On the one hand, it’s sort of impressive (in a Big Brother’s watching, creepy sort of way, but I completely understand how it’s done and there’s potentially as much good as evil, so I’ll let it stand) how Twitter is able to track where you are and insert ads based on that.

For example, when I went to visit the Norfolk / Virginia Beach area at the beginning of June I started to immediately get ads in my Twitter feed for businesses in the northeast Virginia area. (The Twitter app saw what network I was connected to, communicated that back to the mother ship, and Mother started feeding ads for that area – simple.)

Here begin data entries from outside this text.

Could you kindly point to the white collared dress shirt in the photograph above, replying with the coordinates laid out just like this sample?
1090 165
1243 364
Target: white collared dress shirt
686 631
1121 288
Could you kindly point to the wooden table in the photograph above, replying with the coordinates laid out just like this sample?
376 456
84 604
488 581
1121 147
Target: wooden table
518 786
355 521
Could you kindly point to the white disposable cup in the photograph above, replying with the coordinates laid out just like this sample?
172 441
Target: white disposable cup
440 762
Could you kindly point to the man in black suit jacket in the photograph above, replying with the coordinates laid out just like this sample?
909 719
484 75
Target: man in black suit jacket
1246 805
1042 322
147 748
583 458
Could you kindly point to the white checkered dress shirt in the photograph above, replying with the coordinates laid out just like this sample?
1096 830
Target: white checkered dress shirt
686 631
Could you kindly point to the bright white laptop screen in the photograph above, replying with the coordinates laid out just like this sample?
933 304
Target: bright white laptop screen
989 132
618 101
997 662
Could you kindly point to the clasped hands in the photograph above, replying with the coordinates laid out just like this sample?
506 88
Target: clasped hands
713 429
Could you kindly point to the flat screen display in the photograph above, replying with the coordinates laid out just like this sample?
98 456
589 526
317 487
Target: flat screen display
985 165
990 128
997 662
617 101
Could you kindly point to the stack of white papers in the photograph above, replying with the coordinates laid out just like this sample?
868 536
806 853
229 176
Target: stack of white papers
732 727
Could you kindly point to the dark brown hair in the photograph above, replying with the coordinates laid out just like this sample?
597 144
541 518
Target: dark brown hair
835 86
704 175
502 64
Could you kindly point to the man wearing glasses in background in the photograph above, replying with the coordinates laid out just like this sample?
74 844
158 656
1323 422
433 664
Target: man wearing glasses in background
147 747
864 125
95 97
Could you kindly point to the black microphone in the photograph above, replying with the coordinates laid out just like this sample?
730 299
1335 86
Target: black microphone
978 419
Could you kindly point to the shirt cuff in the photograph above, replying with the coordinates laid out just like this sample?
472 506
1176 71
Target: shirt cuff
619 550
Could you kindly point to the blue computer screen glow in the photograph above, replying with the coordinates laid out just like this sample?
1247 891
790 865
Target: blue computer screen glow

At risk of giving them ideas though, I have to wonder at the TYPE of ads I got. Almost all of them were for things like car dealerships, utilities, industrial consultants, and so on. With all of the data they have, why aren’t they about 99.9% sure that I live in Southern California? (I mean, simply based on where I’m always connected from, down to the cell tower(s) nearest my home and office.) And if that’s the case and I suddenly vanish for five hours and then show up in Virginia, how hard is it to figure out that I’m travelling? It’s probably irrelevant for a first cut analysis to know if I’m travelling for business or pleasure.

If you know I’m travelling, why would I want a utility company? Or a car dealership? Or a light industrial park real estate ad? How about restaurants? Tourist traps? Theaters?

As invasive and even more creepy as that might be, it might actually be useful.

But then, here I am back at home, well over a month later, and I’m still getting ads like this:

DelMarVa Power?!

Sure, I would love to save energy and money. But for this ad to have anything to do with my reality I would have to have be spending at least $0.01 on power or gas or water or some sort of utility in the Delaware – Maryland – Virginia area.

To repeat, I’ve been back in Los Angeles for over a month.

For an app that has functions that can be really clever, this one can be pretty freakin’ stupid at the same time!